There is a valid reason to stop Sars-1: the researchers working on that could go on other other things. On hindsight we know differently, but there was no reason to expect this even 6 months ago.
Up until late January I was saying I want a vaccine for the common cold which was more impact on my life and something these researchers could switch to. (I'd like a better treatment to prevent heart attacks even more, but it is unlikely the researchers could switch)
> “there was no reason to expect this even 6 months ago.”
You might want to re-think that perception.

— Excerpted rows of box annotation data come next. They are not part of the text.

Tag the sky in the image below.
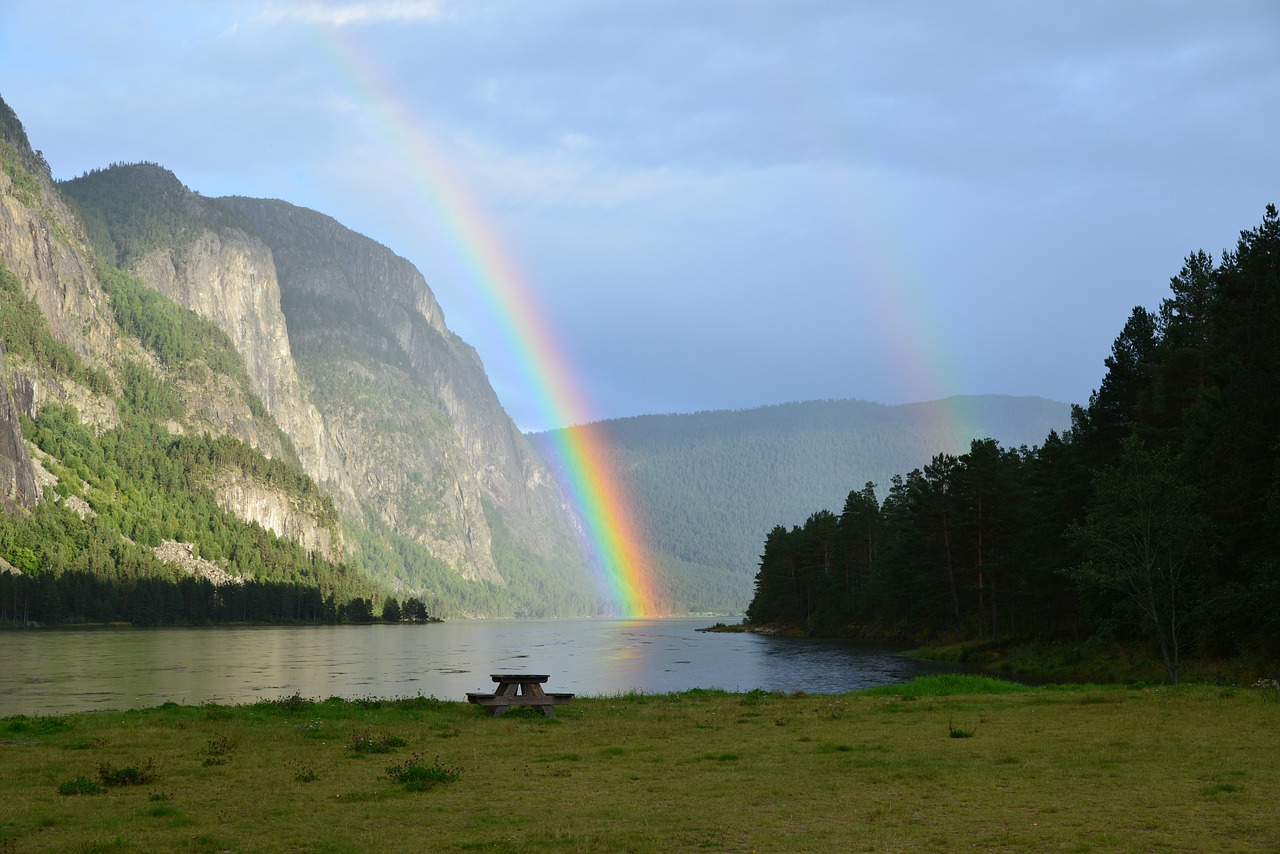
[0,0,1280,430]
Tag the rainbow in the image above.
[312,27,663,617]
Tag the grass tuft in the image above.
[858,673,1034,699]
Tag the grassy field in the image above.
[0,676,1280,854]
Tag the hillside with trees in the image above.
[748,205,1280,681]
[532,396,1070,613]
[0,93,588,625]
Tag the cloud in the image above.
[254,0,445,27]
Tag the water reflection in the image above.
[0,620,936,716]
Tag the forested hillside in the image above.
[0,93,604,625]
[748,205,1280,681]
[532,396,1070,613]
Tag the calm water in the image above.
[0,618,937,717]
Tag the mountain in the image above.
[532,396,1071,612]
[0,92,1068,622]
[0,95,588,616]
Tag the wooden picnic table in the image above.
[467,673,573,717]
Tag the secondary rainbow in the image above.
[312,28,660,617]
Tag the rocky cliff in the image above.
[0,92,595,616]
[218,197,581,584]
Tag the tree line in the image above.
[0,571,431,627]
[748,205,1280,681]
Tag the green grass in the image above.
[0,676,1280,853]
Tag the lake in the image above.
[0,618,942,717]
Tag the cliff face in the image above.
[218,197,581,584]
[0,92,594,615]
[131,211,338,496]
[0,353,40,512]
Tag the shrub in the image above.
[58,775,102,795]
[387,753,462,791]
[97,759,156,786]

I've recently heard Ralph Baric, an epidemiology Professor from UNC School of Medicine[0]. He's arguably one of the world's foremost experts on the topic — which makes it easy to at least listen to the man, you'd think... Have a look at his publications:
- Dec 2015 ⇒ A SARS-like cluster of circulating bat coronaviruses shows potential for human emergence.[1]
- Mar 2016 ⇒ SARS-like WIV1-CoV poised for human emergence.[2]
Few sentences from the abstract of the latter:
> Outbreaks from zoonotic sources represent a threat to both human disease as well as the global economy. Despite a wealth of metagenomics studies, methods to leverage these datasets to identify future threats are underdeveloped. [...] Focusing on the severe acute respiratory syndrome (SARS)-like viruses, the results indicate that the WIV1-coronavirus (CoV) cluster has the ability to directly infect and may undergo limited transmission in human populations.
I mean... What more is there to say?
You may listen to a (great but rather technical) podcast[3] featuring him, among other experts, and there's even a layman-friendly companion post made by a listener[4] (whom I fully credit and thank for sharing the knowledge).
There's a number of Zika vaccines that have been developed years ago that still aren't close to regulatory approval.
SARS-COV-1 infected people for 2 years, then it was gone. There's certainly a chance that SARS-COV-2 disappears before a vaccine could make it to market.